How to log a rest period in DaPilot

Rest periods are how DaPilot tells whether you've had your §117.25 weekly rest, your pre-FDP rest, and your §117.3 qualifying rest for acclimation. Logging takes about thirty seconds per rest. The fields are minimal but they matter.

Why this matters

The pre-FDP rest card and the §117.25 weekly-rest card both read the rest record. Without rest periods logged, those cards show "missing data" and the rolling windows operate without context.

For most pilots the rule of thumb is: log a rest after every FDP, and log the long rest at home that satisfies §117.25 every 168 hours.

What you need

  1. Airline Mode enabled.
  2. The actual start and end times of the rest period.
  3. Knowledge of whether the rest crossed your physiological night (defined by §117.3) and your acclimation state during the rest.

The rest period form

1Tap the plus button → Rest period

On the dashboard, tap plus, pick Rest period.

2Enter start and end times

Both default to UTC.

  • Start: when the rest period began. Most carriers consider this the release time of the previous FDP.
  • End: when the rest period ended (typically the report time of the next FDP).

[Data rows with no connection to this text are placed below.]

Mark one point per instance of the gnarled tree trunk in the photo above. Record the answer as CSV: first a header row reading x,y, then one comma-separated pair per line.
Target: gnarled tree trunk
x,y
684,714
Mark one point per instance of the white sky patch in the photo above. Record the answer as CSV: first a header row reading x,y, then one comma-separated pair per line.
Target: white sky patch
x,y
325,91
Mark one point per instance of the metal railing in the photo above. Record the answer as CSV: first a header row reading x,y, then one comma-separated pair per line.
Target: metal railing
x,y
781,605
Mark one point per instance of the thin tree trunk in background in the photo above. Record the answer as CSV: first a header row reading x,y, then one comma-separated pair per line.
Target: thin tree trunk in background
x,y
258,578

If there was no FDP before the rest (e.g., the start of a trip after a few days off), start the rest at the moment your last off-duty period began. If there's no FDP after (e.g., the trip is over and you're going home), the end is whenever you choose to close the entry.

3Mark physiological-night status

Toggle Physiological night if the rest period included the window from 0100 to 0700 in your acclimated time zone (the §117.3 definition). Most overnight rests at home or on a layover with your bedtime in the local zone hit this. A daytime rest between morning and afternoon FDPs does not.

The physiological-night flag matters for several Appendix B and §117.X calculations. DaPilot does not auto-detect it from the start and end times because it depends on which time zone you were acclimated to.

4Set acclimation state

Same options as the FDP form: Acclimated, Not acclimated, Acclimated elsewhere. The acclimation state during the rest determines which time zone DaPilot uses to evaluate the physiological-night window.

5Add a note (optional)

A free-form remarks field for context: hotel name, sleep quality, anything you might want to remember when you read it back.

6Save

Tap Save. The rest appears on the duty list. The §117.25 weekly-rest card and any pending pre-FDP rest comparison refresh.

What DaPilot computes

Pre-FDP rest

When you save a rest period, DaPilot looks at the next FDP that started after the rest ended. The duration of the rest, plus the physiological-night flag and acclimation, feed the pre-FDP rest comparison on that FDP's card.

If the rest is too short, the FDP card surfaces the §117.X paragraph that requires a longer minimum rest given your acclimation state. The pilot is the decider; DaPilot shows the math.

Weekly mandatory rest (§117.25)

The §117.25 card on the dashboard scans rest periods within the trailing 168 hours and finds the longest single rest. If at least one rest is 30 consecutive hours or longer, the card is satisfied. If not, the card shows the longest rest you had and how much further you'd need.

§117.25 is "30 consecutive hours of rest in any 168 hours," and "consecutive" matters. DaPilot computes the consecutive duration of each rest record and uses the longest. If you're on a trip where you have multiple short rests but no single 30+ hour block, the card flags it.

Acclimation

A 36-hour rest in a different time zone (with the acclimation flag set to "acclimated elsewhere" pointing to that zone) shifts your acclimation per §117.3. DaPilot does not auto-shift acclimation; you mark the next FDP with the new state.

Multiple rest periods between FDPs

Some operations split-duty. If you have a 14-hour FDP followed by a 6-hour rest followed by another short FDP followed by a 12-hour rest, log each rest separately. The pre-FDP rest comparison reads only the rest immediately preceding each FDP.

The §117.25 weekly-rest card reads all rests in the trailing 168 hours and looks for the longest. Multiple short rests do not aggregate; only consecutive rest counts.

Tips from line pilots

Log the rest at the start of the next FDP, before you sign in. The rest start time is the previous FDP's release time, which you already have, and the rest end time is your current report time, which is now.

If your operator gives you a rest plan in advance (some long-haul rotations have planned inflight rest blocks), don't log those as rest periods; log them as part of the augmented FDP. Standalone rest periods are off-duty rest only.

For backups: the rest list on the dashboard exports cleanly via Settings → Export. Useful if your operator ever asks for a personal rest log to corroborate something on a roster trade.